This is a cultural difference. In America you value freedom of speech above many other rights, including privacy. In Germany, it is the other way around - Germans value privacy greatly, but do not necessarily think everyone should always be allowed to speak their mind. For example, you can go to jail for denying the holocaust happened... but on the other hand Privacy International acknowledges german privacy safeguards while naming the united states an endemic surveillance society. (source. It seems even Germany is slipping on PI's scales these days...)
They are private facts. The people who hold that information have always been, and will always be, contractually and legally obliged to keep those facts private.
The identity of the murderers isn't just a fact, it's a public fact, part of the public record, established in a public trial.
The main facts remain the same, only the names will be expunged from public access. I would say this is because, once freed, criminals regain a lot of their rights to privacy.
The question is whether government has the right to retroactively rewrite public databases, public records, and public facts. The only possible answer is a resounding "no". Fascist states, dictatorships, and communist states rewrite history; democracies do not.
Oh, you can't just denounce everyone who doesn't share to the your particular viewpoint of an ideal democracy as fascist! Different cultures have different needs. Both viewpoints are trying to achieve an ideal but falling short as realistic governments are bound to.

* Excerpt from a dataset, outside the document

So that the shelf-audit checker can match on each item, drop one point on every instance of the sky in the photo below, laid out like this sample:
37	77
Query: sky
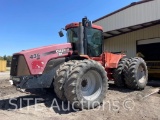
26	24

Anyway, it's not altering history, it's expunging names from the public record to protect people. It's not like they're writing someone else's name into the history books.
This is a tough question.
No, it really isn't
It's just that your particular value system only permits one possible answer, but not everyone shares that system precisely. Disagree if you must, but at the very least you have to agree that in Germany, the german people should be allowed to make their laws as they see fit. Now, American law disagrees with German law. How then do you approach such an international thing as wikipedia? You don't think this is a tough question? The obvious answers all leave a lot to be desired.